I had during the whole 1980s a study group together with many scientists from DESY, our local large scale accelerator for particle physics research here in Hamburg which works in very tight cooperation and exchange in manpower with the large scale accelerator at CERN in Geneva. They were just then developing for their own accelerator and the accelerator at CERN a 68.000 system for the detectors and my own computer company had developed in the beginning 1980s a Z80/Z800/Z8000 system and a NS16032/32332 system with comparable performance. At that time, it was completely open which of the various systems would win the race. And since all the hardware at that time with all the ASICs had a lot of timing problems, we shared our experiences to work around these errors. The same was true for the software, but even worse was that there was simply no software for the new processors. You had to start from scratch and write everything by yourself. That changed a lot in the end of the 1980s.

This study group ended in the mid 1980s but I had won some friends there. So it was quite naturally that they were under the first that I informed of the results that my program delivered: that the sun orbits around the gravitational center of our planetary system. "Incredibly, did they really forget to calculate this" was the most heard comment. And since astrophysics has not the best reputation  under particle physicist (unjustified as you can read on the history of the n-body-problem) I don't repeat the further comments here. So this news spread very quickly in whole DESY and in CERN in Geneva too. Telephone lines turned red hot for some minutes.
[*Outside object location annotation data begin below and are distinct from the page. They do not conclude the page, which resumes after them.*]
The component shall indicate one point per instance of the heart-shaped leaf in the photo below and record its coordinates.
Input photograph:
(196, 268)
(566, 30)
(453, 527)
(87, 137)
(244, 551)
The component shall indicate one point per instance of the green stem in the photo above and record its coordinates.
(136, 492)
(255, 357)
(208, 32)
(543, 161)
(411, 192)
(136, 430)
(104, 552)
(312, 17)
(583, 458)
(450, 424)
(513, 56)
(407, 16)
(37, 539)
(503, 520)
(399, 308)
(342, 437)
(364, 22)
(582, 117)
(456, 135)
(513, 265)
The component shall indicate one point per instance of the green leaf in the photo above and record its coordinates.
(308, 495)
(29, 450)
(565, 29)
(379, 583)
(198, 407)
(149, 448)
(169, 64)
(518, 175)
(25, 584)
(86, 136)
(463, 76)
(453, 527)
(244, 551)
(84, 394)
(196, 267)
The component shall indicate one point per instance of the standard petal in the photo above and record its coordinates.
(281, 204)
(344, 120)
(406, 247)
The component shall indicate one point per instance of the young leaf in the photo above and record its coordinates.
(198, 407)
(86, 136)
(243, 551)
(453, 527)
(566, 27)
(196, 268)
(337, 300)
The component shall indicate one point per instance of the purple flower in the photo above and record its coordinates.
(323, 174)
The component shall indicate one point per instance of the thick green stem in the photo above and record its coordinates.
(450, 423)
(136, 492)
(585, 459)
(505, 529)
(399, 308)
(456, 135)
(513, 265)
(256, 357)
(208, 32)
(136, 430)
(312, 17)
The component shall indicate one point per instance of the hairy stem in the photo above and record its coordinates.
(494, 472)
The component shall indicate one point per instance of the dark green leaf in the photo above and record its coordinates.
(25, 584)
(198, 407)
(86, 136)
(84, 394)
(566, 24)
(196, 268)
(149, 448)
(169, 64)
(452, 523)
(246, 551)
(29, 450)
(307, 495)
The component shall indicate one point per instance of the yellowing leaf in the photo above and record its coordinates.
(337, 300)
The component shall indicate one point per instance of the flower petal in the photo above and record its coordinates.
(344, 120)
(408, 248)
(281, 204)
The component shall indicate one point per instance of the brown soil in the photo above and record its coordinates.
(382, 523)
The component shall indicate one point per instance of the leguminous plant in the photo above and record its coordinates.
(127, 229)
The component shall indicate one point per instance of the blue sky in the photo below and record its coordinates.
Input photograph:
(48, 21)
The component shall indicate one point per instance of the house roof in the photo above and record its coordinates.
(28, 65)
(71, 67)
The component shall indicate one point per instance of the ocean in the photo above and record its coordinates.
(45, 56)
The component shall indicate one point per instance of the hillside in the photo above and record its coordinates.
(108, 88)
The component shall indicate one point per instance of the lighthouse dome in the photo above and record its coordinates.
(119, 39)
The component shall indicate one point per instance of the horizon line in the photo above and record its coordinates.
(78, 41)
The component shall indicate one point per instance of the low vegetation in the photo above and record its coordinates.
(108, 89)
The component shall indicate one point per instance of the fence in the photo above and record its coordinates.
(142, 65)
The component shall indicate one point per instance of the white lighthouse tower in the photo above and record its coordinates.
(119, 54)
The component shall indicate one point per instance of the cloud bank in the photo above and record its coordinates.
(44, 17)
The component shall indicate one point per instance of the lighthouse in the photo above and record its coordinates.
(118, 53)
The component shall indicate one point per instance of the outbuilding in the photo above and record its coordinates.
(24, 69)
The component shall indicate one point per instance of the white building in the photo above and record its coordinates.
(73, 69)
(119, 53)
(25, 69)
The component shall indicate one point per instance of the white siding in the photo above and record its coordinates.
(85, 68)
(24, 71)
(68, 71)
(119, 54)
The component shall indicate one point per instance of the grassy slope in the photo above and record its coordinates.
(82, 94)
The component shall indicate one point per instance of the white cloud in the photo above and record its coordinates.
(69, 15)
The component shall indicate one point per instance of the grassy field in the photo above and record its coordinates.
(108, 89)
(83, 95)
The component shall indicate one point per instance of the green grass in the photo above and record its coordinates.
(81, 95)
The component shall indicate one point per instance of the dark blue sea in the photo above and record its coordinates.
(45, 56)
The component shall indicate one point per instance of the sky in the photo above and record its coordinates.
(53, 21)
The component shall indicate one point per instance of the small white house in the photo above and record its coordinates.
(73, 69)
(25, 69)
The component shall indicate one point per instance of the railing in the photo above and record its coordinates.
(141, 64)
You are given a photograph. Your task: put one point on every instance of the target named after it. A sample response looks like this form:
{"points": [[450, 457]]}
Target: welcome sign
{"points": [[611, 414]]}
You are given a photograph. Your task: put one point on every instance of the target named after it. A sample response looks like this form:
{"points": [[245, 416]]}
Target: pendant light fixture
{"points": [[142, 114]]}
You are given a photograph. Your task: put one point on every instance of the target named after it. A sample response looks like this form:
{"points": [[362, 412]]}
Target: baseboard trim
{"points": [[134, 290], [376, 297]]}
But I had also shown to some other friends of mine (all PhD-physicists) the results of my program of which at least one seemed he wanted to get undeserved merits afterwards.

 

 

I can't recall for sure when the site sunorbit.net and sunorbit.de were commited under my name. I remembered 2002 but there are links in the net which tell that it already existed in March 2001. It seems that it was even earlier comited, but I can't tell. (Just found the beginning of my sites on my harddisks: it was a homepage on Compuserve and shortly after on AOL in 1998. But the exact content is no more reconstructable.)